When I got home to edit they all located to my home position so I dragged them all to the actual location (after many crashes!). And I know there must be an option to link them but I couldn’t find it in the app (it’s a pretty simple app). So when I published it’s just a collection of correctly located 360s but one cannot navigate them in Street View.
I have linked Theta S 360s when I took a series on the iPad but I think it’s the exact same app?
If you have any pointers to detailed instructions on how to do this, I’d be eternally grateful.
(I also note that when I selected “Upload” from the app it said “there are no 360 photos in this collection” which is odd… they all were!
I have a degree in computer science but this apparently straightforward task is defeating me!
@Perran3D From your description I was not sure. When you take a shot do you have it transfer directly to your phone then take the next one. I get OK coordinates doing it this way. The camera does not have GPS it is the cell phone that supplies the location specs. Then also be careful in editing the software you use does not mess up the metafile and GPS coordinates. I use Lightroom and photoshop and it works OK, but certainly, takes time. Often I have to take out the red spot that happens to these photos that I assume is part of the stitching.

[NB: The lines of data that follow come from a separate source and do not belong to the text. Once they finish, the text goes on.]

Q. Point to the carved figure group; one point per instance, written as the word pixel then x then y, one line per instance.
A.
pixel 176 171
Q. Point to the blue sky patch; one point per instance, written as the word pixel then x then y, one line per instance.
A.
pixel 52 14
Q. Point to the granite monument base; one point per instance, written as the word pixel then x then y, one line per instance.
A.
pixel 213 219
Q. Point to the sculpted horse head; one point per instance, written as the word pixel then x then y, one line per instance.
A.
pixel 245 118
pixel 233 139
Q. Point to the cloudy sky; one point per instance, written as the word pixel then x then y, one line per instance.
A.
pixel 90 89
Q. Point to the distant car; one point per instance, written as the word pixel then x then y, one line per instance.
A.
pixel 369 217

I’ve used the Gear 2017 and the GPS location is wherever you start the Gear app on the phone, so at home when the app is started there. And ALL 360’s taken will have the same location until the Gear app is restarted. To get around that, you can use GPSLogger (or any logging app or device) to create a log file that you match to the 360’s by date and time by using GPicSync (or any such pgm) on your PC/mac. Then upload using the GSV app.
Yesterday I decided to test the latest GSV app update with my Gear 360 2017 with it’s latest firmware. I drove thru a parking lot at my local library and used the GSV app set to interval and the Gear 360 2017 took a picture every so often (4-8 seconds, I didn’t track that). When I got home and connected my phone to wifi GSV app private tab had the 4 shots all located where they should be. Not like before where they all were at the same location. This was a nice surprise. So somebody Samsung or Google seemed to fix their gps with this latest round of updates!
Not being able to connect the Gear 360 2017 to GSV until this update, I didn’t know that when using the GSV app each picture is downloaded to the phone as they are taken and before the next one is taken. That’s probably why the interval is so slow.